- Born: 20 October 1934 Dublin, Ireland
- Died: 18 January 1977 (aged 42) Dunedin, New Zealand
- Education: University College Dublin All Hallows College
- Occupations: priest, athlete

= Leo Close =

Irish priest (1934-1977)

Leo St John Close (20 October 1934 – 18 January 1977) was an Irish Vincentian priest and Paralympian sportsman and organiser, who was first president of the Irish Wheelchair Association. Born in Drumcondra in 1934, in Dublin, Christian Brothers in Marino, at Belvedere College and at Mount St Joseph’s Cistercian College in Roscrea, he studied for at All Hallows College in Drumcondra. He was paralysed in an accident aged 23 while a young seminarian; as a wheelchair user his path to ordination was supported by the Archbishop McQuaid of Dublin, a family friend, and Fr William Purcell of All Hallows. He obtained a BA from University College Dublin in preparation for his anticipated role in education. Clerical students from All Hallows would often study at UCD parallel to their clerical studies; with the assistance of classmates, Close was able to attend lectures on the top floor of the Earlsfort Terrace building.
He continued his studies taking University College Dublin, obtaining a diploma in education, and an MA from Catechetics at the Lumen Vitae Institute in Brussels in 1963.

A lover of sport, he competed in archery, table tennis, javelin, shot put and discus amongst other events, despite his impairment. He was also a regular at Croke Park, where the RTÉ Commentator (another Drumcondra man) Michael O'Hehir would often point out Close sitting in front of Hill 16.
Close captained the Irish Team at the first Paralympic Games in 1960 in Rome and competed for Ireland in the 1964 Tokyo Paralympic Games. He competed for New Zealand, where he was working as a priest, in the 1968 Tel Aviv Paralympic Games and in the 1972 Heidelberg Paralympic Games.

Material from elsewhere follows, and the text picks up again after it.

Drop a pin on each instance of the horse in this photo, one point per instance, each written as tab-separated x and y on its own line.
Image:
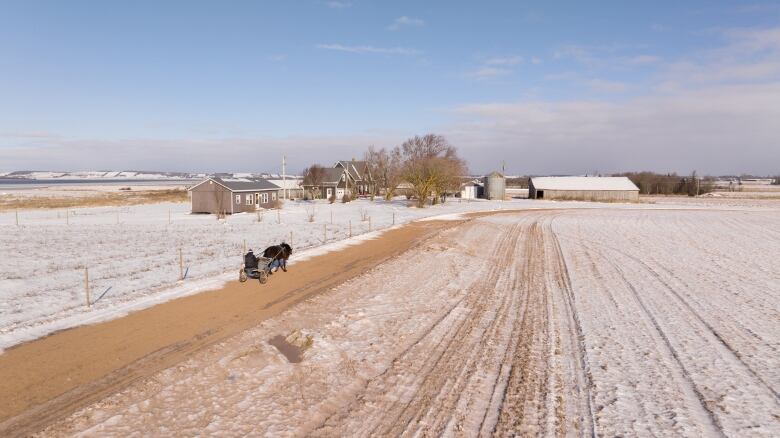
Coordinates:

After a meeting in the Mater Hospital in Dublin, he helped found the Irish Wheelchair Association, which he became the first chairman of a post he held until 1964, when he went to Dunedin, New Zealand, attending the Paralympics in Tokyo on the way. He was involved in organising disabled sports in New Zealand both locally in Otago and nationally. He also founded the Wheelchair Association in New Zealand.

In the 1975 New Year Honours, Close was appointed an Officer of the Order of the British Empire, for services to the paraplegic movement.

== Death ==
Close was diagnosed with liver cancer in 1976 and died in Dunedin, New Zealand, on 18 January 1977.